Ethnobotany is the scientific study and observation of the relationships that exist between people and plants.

This was a huge aspect in the planning process of the event.

There were informational talks every hour about different topics about sage, like different strains and what some sages are used for.

There was also a nature walk called “See the Sages Salvia Stroll” that happened every half hour.

Participants would walk around the garden and have a volunteer educate them about the sage grown at the Botanic Garden.

“I came last year because I was converting my garden into California native plants and they were helping me,” Claremont resident Jane Carrigan said.

“The ice cream was new and a nice edition, and there is more vendors this year.”

This is the second time the garden hosted the event and they plan to continue it again next year.

Vendors served specially-made sage products for the festival that included sage that was grown at the garden in their ingredients.

“People like the idea of eating native plants,” Garton said.

“It’s organic and natural.
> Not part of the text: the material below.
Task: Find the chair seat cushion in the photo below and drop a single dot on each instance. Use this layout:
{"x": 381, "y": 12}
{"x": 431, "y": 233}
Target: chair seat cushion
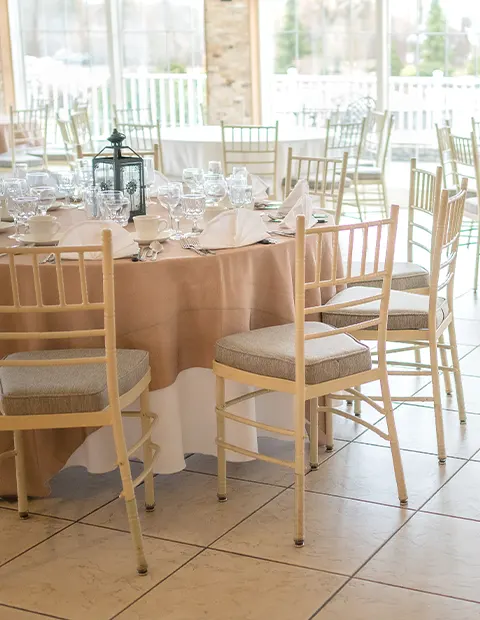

It’s about trying to do creative things with plants.”

Bert and Rocky’s Ice Cream was asked to make a sage-flavored ice cream for the festival.

They created the Sage Festival Citrus blend, which they will be selling at their store in Claremont after the popularity of the ice cream at the event.

The ice cream included infused sage cream and minced sage leaves with a little bit of orange zest, giving it a refreshing but sweet taste.

The ice cream was inspired by last year’s festival when another vendor had vanilla ice cream with an agave and sage sauce over it.

It was served again this year providing a sweet and cool treat for those at the event.

BEE Green Honey had sage infused organic honey, Padua Farms body shop had hand-made sage soaps and the gift shop included sage salsa.

“I think they are doing a better job at informing about sage and native plants so you can buy them and plant them in your own garden,” Carrigan said.

“I love plants, I love learning about plants, and I get very taken away by them.”

There was live music and crafts for children, but a majority of people there were nature lovers or those looking for water-wise plants to put in their yards.

The event was inspired after kiosk workers Leslie Husa and Paula Rieker went to a lavender festival in Highland Springs.

“We thought, ‘Why isn’t the garden doing something like this?’” Rieker said.

“A lot of people like sage because they attract hummingbirds, bees and other pollinators.”